Show that in free oscillation of an lc circuit. The sum of energies stored inthe capacitor and inductor is constant i time
Answers
Energy flow occurs between between an inductor and capacitor when they are connected together, energy flows from capacitor to inductor and then back to capacitor. Since there is no resistance, energy can not dissipate via inductor and capacitor and the whole energy of the system continues to swing back and forth between inductor and capacitor.This process continues forever in the absence of resistance in a cyclic oscillatory manner.
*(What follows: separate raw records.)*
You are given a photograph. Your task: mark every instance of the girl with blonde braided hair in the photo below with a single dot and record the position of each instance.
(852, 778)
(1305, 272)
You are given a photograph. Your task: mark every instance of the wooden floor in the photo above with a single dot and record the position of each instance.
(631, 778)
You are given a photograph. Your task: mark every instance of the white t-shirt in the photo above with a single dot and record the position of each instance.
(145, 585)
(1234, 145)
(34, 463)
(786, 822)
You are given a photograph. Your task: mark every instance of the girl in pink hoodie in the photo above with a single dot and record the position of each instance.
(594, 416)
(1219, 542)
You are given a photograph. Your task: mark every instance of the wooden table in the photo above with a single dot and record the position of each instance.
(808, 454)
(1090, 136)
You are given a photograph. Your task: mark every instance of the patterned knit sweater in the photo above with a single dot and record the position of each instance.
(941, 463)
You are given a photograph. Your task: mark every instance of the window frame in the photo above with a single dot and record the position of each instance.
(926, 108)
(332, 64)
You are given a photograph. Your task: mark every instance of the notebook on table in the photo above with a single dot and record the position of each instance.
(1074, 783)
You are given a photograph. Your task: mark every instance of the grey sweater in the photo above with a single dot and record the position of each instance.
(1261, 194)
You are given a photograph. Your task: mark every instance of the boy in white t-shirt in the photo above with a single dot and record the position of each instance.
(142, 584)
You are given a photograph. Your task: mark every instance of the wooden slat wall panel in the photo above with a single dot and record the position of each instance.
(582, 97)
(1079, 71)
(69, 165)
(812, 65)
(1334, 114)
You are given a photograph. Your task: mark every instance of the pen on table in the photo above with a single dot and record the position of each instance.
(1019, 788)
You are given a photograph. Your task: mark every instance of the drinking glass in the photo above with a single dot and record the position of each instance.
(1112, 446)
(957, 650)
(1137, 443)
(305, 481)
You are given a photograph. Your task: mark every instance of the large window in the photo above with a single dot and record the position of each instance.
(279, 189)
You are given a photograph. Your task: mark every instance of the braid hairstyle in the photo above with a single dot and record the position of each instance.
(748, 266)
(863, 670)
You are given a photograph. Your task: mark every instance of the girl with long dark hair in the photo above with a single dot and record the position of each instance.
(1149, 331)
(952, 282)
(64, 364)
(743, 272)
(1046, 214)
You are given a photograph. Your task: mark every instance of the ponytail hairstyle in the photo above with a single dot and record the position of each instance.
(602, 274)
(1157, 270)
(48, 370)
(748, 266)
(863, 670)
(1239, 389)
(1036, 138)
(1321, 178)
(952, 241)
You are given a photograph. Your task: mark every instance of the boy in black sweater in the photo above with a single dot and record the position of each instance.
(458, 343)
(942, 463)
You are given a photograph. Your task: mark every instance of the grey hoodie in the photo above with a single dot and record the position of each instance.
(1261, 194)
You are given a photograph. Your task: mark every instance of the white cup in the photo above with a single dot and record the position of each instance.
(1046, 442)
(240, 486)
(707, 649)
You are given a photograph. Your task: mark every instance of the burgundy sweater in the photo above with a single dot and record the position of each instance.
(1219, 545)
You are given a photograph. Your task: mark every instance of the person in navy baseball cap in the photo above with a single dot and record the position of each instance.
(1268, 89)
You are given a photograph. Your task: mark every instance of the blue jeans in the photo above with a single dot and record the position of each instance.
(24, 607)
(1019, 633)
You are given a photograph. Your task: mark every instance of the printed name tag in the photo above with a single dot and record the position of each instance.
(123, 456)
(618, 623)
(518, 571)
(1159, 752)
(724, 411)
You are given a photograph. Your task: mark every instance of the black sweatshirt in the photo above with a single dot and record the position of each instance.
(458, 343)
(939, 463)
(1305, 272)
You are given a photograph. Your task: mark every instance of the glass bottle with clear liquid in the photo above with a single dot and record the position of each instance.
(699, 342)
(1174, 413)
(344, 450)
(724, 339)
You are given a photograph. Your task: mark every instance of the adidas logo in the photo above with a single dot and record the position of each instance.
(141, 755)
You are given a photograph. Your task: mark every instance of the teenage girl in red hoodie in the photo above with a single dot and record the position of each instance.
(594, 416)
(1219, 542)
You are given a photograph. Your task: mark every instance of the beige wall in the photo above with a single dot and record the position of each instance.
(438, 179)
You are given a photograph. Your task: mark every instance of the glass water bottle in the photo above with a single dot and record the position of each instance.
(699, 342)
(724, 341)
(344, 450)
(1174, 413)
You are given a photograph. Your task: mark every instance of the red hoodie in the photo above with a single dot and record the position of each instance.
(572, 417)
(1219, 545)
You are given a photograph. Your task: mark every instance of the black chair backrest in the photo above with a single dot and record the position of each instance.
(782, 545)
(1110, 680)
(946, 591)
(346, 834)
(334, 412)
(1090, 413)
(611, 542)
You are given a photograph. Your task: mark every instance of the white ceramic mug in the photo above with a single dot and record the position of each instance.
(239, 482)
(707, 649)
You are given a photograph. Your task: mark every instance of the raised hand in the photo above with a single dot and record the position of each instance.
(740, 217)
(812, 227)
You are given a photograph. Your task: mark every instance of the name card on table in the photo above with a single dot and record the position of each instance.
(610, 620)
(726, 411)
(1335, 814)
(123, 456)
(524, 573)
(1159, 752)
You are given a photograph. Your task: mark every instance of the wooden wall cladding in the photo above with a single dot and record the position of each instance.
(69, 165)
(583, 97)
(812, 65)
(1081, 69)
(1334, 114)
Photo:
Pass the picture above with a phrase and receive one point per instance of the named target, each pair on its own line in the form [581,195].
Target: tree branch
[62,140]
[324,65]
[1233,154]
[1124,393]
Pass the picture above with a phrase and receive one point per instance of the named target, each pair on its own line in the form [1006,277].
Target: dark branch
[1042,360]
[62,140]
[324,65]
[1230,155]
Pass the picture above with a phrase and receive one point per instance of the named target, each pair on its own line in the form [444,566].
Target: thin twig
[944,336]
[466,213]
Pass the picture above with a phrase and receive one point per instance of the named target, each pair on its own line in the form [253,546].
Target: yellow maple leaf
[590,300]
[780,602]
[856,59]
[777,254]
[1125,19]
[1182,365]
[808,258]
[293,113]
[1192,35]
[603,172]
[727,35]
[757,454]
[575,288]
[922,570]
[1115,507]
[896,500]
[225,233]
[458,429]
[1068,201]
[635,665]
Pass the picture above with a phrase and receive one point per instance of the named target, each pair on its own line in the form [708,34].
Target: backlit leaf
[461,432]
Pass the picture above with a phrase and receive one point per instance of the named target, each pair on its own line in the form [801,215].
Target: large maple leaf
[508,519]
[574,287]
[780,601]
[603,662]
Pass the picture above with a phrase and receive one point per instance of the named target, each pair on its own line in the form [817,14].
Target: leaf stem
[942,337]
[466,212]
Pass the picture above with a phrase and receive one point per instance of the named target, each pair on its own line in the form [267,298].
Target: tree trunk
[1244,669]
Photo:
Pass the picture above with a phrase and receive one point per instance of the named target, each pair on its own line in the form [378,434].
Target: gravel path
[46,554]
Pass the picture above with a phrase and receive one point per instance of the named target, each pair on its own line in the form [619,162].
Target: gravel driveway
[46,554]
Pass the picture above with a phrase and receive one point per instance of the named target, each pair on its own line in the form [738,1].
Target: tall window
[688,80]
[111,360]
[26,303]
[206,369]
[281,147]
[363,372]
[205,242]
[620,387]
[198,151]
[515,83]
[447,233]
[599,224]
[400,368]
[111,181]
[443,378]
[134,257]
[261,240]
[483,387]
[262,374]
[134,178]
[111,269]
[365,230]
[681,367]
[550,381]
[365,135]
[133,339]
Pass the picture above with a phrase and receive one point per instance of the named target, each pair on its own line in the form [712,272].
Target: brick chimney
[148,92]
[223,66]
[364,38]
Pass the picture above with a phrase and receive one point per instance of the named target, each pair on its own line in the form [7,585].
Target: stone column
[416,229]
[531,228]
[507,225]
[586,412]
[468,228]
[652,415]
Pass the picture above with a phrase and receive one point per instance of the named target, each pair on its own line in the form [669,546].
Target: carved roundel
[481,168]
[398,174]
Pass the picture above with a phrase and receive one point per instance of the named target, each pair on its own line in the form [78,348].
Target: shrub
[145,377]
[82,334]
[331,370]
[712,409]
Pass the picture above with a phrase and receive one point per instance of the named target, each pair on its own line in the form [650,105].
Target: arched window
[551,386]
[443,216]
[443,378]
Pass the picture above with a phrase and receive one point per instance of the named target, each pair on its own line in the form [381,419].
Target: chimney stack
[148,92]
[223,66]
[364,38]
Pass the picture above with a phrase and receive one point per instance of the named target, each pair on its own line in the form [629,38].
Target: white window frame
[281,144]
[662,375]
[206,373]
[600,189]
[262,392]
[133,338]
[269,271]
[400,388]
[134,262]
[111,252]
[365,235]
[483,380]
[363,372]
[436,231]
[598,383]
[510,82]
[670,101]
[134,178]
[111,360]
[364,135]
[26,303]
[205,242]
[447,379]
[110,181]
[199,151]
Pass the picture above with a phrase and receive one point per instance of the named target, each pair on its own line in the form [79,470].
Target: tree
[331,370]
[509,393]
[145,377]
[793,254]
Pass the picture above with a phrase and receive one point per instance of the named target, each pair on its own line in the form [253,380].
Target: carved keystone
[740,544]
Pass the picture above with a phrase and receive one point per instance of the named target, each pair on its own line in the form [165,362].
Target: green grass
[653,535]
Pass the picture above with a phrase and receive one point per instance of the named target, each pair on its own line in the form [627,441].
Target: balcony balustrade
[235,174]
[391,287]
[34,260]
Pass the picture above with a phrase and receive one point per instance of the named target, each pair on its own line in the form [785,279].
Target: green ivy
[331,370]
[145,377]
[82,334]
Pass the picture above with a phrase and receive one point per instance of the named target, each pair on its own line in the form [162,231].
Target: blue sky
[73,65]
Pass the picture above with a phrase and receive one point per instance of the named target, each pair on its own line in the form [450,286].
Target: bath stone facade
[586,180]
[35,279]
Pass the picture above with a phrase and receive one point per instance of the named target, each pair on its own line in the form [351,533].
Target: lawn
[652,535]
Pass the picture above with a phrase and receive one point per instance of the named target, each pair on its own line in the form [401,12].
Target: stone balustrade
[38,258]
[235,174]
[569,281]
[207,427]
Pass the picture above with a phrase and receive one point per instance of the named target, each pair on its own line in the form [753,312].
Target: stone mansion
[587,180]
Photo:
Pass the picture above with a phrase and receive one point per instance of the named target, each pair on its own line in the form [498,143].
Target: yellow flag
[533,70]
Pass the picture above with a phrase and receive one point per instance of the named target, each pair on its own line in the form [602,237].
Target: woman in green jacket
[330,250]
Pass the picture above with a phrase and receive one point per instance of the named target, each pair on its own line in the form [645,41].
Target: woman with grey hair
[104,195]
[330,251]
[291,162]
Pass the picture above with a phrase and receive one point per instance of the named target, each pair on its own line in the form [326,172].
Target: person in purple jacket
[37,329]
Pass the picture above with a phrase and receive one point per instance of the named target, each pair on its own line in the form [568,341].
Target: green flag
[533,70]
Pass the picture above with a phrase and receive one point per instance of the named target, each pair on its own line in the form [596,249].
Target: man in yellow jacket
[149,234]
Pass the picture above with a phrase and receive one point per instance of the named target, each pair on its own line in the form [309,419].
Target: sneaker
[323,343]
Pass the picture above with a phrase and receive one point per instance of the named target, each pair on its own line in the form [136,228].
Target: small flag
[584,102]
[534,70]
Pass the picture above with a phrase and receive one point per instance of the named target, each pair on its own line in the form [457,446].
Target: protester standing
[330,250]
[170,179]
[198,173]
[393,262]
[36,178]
We know that from the properties of inductor and capacitor,
Energy stored in an inductor = LI²/2
Energy stored in the capacitor = Q²/2C
Let the initial current in the inductor = 0
Let the initial charge of the capacitor = Q₀
So the initial energy of the system,
U₀ = energy stored in the capacitor + energy stored in the inductor
= Q₀²/2C + 0
= Q₀²/2C
when the switch is closed current starts flowing in the circuit and capacitor starts discharging, this current flows in the circuit until the capacitor is discharged completely. Let the final maximum current be I₀.
So final energy stored in the system now
Uₙ = energy stored in the capacitor + energy stored in the inductor
= 0 + LI₀²/2
= LI₀²/2
Since the inductor opposes the change in current, so this current continues to flow in the circuit even after the capacitor is discharged totally. So this current now starts charging the capacitor until it is fully charged in the reverse polarity. This cycle of energy flow continues forever.
At any point the energy stored in the system will be the sum of energy stored in the capacitor and inductor.
U = Q²/2C + LI²/2
In this process energy dissipation does not occur because there is no resistance in the circuit. Hence the total energy of the system remains constant and jumps from capacitor to inductor and vice versa in an oscillatory manner forever.
Hence ,
U = Q²/2C + LI²/2 = LI₀²/2 = Q₀²/2C